We have a longstanding interest in improving processes for identifying perinatal mental health difficulties and ensuring that improved identification results in treatment. We have developed new digital clinical decision support systems for health professionals to help collate and act on screening results. With our partners in City of Whittlesea Maternal & Child Health Service we are continuing a pilot cluster RCT in this area or work.

Recently, funding for a new, much larger cluster RCT (n = 1650) of our clinical decision support system (PIRIMID: Perinatal Identification, Referral and Integrated Management for Improving Depression) has been granted by NHMRC and this new trial will involve a comprehensive health economic analysis.

PIRI has also had a longstanding collaboration with beyondblue and has received funding from the beyondblue Victorian Centre of Excellence to conduct a number of research studies Since 2000, PIRI has been centrally involved in the development of an integrated, evidence-based national strategy towards perinatal depression screening. Beginning with the beyondblue funded National Postnatal Depression Project (2001-2005), key perinatal depression researchers from around the country and 43 health services collaborated in a feasibility study of antenatal and postnatal screening that involved more than 40,000 women over 5 years.
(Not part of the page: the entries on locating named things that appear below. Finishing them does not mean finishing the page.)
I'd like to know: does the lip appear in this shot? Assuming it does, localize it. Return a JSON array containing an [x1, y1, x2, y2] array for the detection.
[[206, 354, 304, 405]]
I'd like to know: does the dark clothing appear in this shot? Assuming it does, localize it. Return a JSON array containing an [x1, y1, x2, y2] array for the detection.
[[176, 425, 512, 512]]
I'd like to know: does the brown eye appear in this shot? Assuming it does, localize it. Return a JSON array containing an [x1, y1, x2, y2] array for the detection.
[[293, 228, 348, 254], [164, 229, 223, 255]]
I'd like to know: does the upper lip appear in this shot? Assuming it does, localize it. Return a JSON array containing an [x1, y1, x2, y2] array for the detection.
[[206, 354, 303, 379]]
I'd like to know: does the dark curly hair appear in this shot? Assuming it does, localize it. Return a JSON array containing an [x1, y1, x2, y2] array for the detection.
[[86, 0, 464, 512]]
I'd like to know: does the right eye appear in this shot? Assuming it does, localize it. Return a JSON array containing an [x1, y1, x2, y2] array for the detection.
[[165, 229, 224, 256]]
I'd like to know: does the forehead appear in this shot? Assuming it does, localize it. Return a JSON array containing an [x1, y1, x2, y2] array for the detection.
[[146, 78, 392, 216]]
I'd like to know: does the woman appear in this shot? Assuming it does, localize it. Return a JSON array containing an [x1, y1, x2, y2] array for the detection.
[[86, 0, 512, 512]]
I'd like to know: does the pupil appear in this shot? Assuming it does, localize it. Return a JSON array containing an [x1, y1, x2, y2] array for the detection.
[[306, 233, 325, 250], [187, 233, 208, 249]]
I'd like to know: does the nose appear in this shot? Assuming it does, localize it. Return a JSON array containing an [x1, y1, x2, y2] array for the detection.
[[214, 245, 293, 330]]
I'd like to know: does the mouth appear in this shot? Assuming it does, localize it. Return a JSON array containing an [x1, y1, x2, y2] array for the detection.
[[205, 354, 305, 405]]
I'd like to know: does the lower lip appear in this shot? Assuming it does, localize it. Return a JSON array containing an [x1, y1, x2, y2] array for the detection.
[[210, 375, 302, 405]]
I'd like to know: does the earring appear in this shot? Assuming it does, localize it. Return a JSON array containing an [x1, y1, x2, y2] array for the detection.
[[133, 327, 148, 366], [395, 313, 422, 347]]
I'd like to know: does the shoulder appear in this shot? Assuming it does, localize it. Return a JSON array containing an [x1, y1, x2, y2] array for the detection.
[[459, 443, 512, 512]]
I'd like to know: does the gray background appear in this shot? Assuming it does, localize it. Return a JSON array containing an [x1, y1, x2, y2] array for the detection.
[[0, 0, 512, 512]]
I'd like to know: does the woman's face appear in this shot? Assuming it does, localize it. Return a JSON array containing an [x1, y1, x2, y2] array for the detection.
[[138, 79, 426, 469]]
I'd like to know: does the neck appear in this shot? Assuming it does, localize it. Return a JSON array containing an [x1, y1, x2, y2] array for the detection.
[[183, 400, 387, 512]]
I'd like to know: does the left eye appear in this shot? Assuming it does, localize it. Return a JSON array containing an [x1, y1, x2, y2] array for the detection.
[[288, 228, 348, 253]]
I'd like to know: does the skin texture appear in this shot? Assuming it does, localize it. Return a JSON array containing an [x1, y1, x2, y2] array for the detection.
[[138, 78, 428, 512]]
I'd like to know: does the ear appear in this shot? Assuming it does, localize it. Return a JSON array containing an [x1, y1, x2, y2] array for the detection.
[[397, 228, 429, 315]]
PIRI screened over 10,000 women in Victoria and Tasmania. This culminated in a National Action Plan focused on the detailed mapping of perinatal mental health needs in Australia to which PIRI made a substantial contribution as part of the Perinatal Mental Health Consortium (2008).

Working closely with beyondblue and others PIRI contributed to the development of the beyondblue Clinical practice guidelines for depression and related disorders – anxiety, bipolar disorder and puerperal psychosis – in the perinatal period (2011) and led the content of the accompanying online training module for health professionals for screening and management. Ultimately, this sustained program of work has resulted in today’s National Perinatal Depression Initiative. The NPDP resulted in government commitment of $85M for universal screening of perinatal depression. Grounded in the evidence-based recommendations of the Clinical Practice Guidelines, this ongoing, federally-funded initiative mandates universal psychosocial assessment, including depression screening, for every perinatal woman in Australia at least once in pregnancy and at least once in the first year postpartum. PIRI is also involved in the implementation of the National Perinatal Depression Initiative (NPDI).

Our Director chaired the beyondblue National Workforce Training Committee in 2013 and PIRI is now involved in training health professionals in assessing and managing perinatal depression and developing resources for the NPDI, including a fact sheet for health professionals about the evidence.